Notre évaluation de la situation générale entourant la signature numérique du Mémorandum d’entente ou MoU entre les États-Unis d’Amérique et la République islamique d’Iran est, dans le meilleur des cas, pessimiste. On est face à un double dilemme avec des facteurs de turbulence et d’imprévisibilité élevés susceptibles de créer des troubles aussi bien à l’intérieur des États-Unis qu’au Levant/Moyen-Orient, mettant fin à ce MoU.

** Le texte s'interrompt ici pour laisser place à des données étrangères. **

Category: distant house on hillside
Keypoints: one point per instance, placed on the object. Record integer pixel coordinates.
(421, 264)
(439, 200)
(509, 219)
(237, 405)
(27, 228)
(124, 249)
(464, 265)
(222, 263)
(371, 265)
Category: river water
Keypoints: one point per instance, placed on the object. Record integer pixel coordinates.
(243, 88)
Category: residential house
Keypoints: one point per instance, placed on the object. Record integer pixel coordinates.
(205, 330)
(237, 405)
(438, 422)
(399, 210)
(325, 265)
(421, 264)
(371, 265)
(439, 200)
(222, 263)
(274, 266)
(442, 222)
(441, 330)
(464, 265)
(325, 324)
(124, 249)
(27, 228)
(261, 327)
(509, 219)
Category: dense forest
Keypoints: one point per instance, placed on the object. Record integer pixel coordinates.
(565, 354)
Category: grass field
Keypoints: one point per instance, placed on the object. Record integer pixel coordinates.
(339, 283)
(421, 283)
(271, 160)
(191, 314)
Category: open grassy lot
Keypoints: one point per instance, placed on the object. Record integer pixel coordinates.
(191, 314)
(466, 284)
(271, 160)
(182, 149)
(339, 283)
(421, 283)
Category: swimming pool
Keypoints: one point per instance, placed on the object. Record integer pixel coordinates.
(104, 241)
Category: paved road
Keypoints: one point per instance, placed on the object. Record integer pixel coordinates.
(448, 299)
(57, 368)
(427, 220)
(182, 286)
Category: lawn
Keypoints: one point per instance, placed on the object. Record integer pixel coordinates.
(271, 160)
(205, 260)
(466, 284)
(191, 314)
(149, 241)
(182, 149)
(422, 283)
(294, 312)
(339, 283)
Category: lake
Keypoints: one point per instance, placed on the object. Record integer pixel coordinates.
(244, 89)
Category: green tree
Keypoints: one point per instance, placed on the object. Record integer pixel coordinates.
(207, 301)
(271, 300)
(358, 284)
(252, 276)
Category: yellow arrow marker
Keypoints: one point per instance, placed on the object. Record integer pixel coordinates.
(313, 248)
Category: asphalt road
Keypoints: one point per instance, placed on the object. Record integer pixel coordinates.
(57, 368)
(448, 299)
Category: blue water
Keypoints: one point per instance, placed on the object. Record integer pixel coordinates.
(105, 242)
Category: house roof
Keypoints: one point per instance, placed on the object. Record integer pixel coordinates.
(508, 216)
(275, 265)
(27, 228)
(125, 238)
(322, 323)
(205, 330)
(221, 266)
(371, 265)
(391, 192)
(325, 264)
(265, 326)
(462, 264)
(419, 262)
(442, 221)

L’Iran menace de se retirer des négociations sur le cessez-le-feu entre les États-Unis et l’Iran si les frappes israéliennes sur le Liban se poursuivent, ce qui aggrave les divisions internes et lie l’accord bilatéral à la dynamique des conflits régionaux.
Le gouvernement américain tente d’offrir de fermes garanties en matière de défense à l’égard d’Israël avec le démenti d’un versement de +300 milliards de dollars à l’Iran et des informations faisant état d’un éventuel embargo sur les armes, tout en appelant à un cessez-le-feu régional global qu’Israël ne veut pas respecter.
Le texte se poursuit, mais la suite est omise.